No es la humildad una virtud que goce de buena prensa en la actualidad. Antes al contrario, se identifica, en la mayoría de los casos, con personas ingenuas, apocadas, sumisas, timoratas, de clase social baja o con pobre autoestima; lo cual, ciertamente, resulta poco atractivo.
Sin embargo, esta idea es errónea. La humildad no sólo es una cualidad deseable sino también necesaria para el desarrollo de una sociedad más justa y feliz. Políticos que confunden su vocación de servicio a los demás por el ánimo de lucrarse, personas que se involucran en compras de casas o coches muy por encima de sus posibilidades, parejas que no reconocen sus errores aún a costa de romper una relación, negocios suculentos que dejan a otros en la ruina, revelan un fondo de falta de humildad.
Históricamente, la psicología ha dedicado poca atención al estudio de esta virtud. Quizás porque también entre los psicólogos hay cierta confusión sobre su verdadero significado. Lo cierto es que la psicología positiva sí considera la humildad como una cualidad. De hecho, ha sido propuesta junto a la prudencia, la modestia, la autorregulación y el perdón como parte de una virtud más amplia denominada templanza.
Existen muchas definiciones de humildad, la mayoría pertenecientes a ámbitos del conocimiento como la ética, la teología o la antropología. La más popular es la que propuso Santa Teresa de Jesús, para quien la humildad es, sencillamente, «la verdad».
También la psicología se ha ocupado de definirla y representarla. Diversos autores describen a las personas humildes como individuos con un conocimiento realista de sí mismos, tanto de sus defectos como de sus cualidades. No exhiben ostentosamente sus logros (son personas modestas), pero tampoco niegan absurdamente un éxito objetivo (definirse invariablemente como inútil o negar cualquier felicitación por algo bien hecho no equivale a ser humilde, quizás todo lo contrario).
Una persona humilde relativiza su papel en la sociedad, no se considera ni tan importante ni tan insignificante. Mantiene una actitud abierta y no defensiva ante los consejos y las correcciones. Se ocupa lo justo de sí mismo y dedica más tiempo a los demás. Destaca por su capacidad de apreciar el valor de las personas y de las cosas, respetando sus diferencias. Quienes están próximos a alguien humilde se sienten cómodos, pues reciben con frecuencia más emociones positivas.
De manera lógica, el ámbito idóneo donde inculcar la humildad es la familia, y el momento más propicio recae en la infancia. Como cualquier otra virtud, se trasmite a través del ejemplo de los mayores.
Presenciar un acto de humildad invita a los demás a imitarlo (por ejemplo, si en el transcurso de una discusión uno afirma haber estado equivocado, el otro suele también reconocer sus errores).
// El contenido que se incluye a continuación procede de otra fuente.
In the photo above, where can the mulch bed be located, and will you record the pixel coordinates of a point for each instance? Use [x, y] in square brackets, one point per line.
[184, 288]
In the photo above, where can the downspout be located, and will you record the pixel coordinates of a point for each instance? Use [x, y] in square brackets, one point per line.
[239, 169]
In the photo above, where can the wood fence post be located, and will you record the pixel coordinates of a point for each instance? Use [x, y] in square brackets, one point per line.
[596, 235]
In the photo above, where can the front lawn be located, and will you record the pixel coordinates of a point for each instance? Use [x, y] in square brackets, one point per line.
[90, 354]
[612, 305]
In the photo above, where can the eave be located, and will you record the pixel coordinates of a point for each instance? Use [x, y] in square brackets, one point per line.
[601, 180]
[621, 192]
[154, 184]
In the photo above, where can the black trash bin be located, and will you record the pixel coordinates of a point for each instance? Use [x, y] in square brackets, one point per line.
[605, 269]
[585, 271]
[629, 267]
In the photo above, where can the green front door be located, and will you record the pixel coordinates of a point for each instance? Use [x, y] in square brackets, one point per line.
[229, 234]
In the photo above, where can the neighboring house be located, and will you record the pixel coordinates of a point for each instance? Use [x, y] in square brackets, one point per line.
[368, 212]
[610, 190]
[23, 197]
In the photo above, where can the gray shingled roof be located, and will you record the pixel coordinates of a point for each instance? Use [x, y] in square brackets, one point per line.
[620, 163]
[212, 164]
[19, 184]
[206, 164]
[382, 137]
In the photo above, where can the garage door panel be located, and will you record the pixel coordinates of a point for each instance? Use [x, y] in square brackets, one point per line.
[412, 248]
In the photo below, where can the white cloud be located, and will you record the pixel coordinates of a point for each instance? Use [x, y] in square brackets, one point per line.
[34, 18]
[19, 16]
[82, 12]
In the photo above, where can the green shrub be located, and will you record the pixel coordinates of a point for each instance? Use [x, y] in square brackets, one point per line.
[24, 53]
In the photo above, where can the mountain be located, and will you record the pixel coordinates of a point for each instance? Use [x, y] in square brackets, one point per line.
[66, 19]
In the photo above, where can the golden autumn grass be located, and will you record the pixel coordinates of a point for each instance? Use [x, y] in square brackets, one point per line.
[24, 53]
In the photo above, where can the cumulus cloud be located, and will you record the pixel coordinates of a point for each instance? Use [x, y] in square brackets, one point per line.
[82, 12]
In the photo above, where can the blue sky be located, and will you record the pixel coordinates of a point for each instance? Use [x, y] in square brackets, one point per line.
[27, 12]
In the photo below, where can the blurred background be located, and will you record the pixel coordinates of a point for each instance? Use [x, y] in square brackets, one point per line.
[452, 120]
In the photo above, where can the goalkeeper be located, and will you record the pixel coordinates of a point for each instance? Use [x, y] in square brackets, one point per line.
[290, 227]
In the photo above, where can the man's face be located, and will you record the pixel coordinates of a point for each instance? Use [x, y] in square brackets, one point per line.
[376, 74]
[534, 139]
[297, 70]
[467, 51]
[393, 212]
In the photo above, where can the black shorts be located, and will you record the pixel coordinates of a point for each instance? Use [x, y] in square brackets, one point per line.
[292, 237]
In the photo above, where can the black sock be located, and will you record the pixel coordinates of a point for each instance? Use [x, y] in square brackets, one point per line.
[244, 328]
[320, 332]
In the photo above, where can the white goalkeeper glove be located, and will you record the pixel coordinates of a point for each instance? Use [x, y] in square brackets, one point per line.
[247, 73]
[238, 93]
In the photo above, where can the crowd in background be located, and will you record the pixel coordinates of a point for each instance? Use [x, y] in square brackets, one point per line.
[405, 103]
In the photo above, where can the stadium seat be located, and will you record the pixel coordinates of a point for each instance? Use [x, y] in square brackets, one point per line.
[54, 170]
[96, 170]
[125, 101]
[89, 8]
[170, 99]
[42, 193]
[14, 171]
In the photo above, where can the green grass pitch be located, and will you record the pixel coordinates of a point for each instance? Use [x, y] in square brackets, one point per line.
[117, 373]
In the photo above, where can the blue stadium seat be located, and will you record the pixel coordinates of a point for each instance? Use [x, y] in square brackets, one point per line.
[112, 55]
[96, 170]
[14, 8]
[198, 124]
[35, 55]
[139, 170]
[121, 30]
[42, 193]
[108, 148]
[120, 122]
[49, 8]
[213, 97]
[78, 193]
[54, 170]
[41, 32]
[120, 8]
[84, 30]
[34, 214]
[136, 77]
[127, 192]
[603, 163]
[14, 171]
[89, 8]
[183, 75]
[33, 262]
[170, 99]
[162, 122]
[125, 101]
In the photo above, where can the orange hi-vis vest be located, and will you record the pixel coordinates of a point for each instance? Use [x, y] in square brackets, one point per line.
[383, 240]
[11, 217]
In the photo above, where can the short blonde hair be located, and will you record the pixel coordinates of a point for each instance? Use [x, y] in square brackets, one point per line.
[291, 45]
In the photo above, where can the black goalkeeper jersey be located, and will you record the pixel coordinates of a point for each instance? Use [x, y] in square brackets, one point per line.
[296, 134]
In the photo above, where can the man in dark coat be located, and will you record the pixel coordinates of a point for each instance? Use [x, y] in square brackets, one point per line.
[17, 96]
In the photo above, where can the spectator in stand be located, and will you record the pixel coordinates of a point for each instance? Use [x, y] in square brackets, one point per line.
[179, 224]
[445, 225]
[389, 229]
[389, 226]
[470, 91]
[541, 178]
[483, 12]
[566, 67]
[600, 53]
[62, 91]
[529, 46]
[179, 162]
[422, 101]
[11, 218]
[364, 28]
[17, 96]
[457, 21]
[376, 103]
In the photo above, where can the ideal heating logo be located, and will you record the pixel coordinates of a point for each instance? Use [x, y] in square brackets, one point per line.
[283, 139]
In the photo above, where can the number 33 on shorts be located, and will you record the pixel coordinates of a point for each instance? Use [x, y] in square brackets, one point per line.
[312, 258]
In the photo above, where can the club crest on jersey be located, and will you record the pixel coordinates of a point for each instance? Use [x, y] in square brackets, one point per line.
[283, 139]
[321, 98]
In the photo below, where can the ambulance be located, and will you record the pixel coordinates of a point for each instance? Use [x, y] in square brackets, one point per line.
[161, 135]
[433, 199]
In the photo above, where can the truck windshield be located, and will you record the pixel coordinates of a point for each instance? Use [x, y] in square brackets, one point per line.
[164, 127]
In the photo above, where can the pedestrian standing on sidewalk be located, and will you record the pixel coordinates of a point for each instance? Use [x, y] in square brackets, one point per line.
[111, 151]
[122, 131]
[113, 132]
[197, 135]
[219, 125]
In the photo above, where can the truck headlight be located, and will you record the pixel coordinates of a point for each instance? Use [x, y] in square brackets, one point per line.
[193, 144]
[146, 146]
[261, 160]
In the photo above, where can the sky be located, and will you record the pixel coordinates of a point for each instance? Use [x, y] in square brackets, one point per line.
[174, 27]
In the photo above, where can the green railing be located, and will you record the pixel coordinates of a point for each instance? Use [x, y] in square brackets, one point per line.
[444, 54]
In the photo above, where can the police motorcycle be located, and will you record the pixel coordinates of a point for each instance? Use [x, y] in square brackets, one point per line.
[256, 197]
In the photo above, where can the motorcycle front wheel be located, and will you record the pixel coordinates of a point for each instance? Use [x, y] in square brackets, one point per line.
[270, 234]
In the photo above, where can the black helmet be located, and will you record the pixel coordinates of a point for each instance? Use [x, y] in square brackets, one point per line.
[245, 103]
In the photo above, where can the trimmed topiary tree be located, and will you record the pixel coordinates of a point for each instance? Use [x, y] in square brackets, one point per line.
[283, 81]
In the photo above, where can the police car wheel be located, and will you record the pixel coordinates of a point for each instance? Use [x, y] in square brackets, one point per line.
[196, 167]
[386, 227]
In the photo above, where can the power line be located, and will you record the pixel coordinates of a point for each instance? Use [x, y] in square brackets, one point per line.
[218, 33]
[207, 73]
Por medio de pequeños actos cotidianos los niños irán gradualmente incorporando esta virtud a su repertorio de conductas y a su sistema de valores.
Dos elementos básicos para inculcar la humildad son el perdón y la gratitud. Un niño que es agradecido y que sabe perdonar y pedir perdón, obtendrá los cimientos sobre los que sustentar la humildad.
¿Cómo se puede educar la humildad?
Existen muchas formas de lograrlo y, en el día a día, se presentan diversas ocasiones. Así, por ejemplo, un padre que, tras juzgar o regañar injustamente a su hijo, reconoce su error y pide perdón, es un modelo positivo de humildad (no una amenaza a su autoridad, como algunos temen). La actitud no defensiva de un progenitor a la hora de recibir un reproche por parte del otro cónyuge, aceptar la ayuda o corrección de un hijo o asumir con modestia un logro personal, son también ocasiones para ejercerla.
Se puede enseñar a los hijos a valorar y respetar las cosas propias y ajenas (cuidando o prestando los juguetes), animarles a cumplir encargos en casa para hacer la vida agradable a los demás (poner una mesa, limpiar, ser ordenados) o no pavonearse cuando se logra un éxito en el colegio. Todas ellas son buenas ocasiones para mostrarles el camino hacia la humildad.
Es importante también ayudar a los niños -y sobre todo a los adolescentes- a ponerse en el lugar de los demás. Si alguna vez se enfadan porque otro cometiera un error con ellos, la humildad les ayudaría a perdonar, pues sabrían que ellos mismos podrían equivocarse.
Una vez más, en la familia está la clave.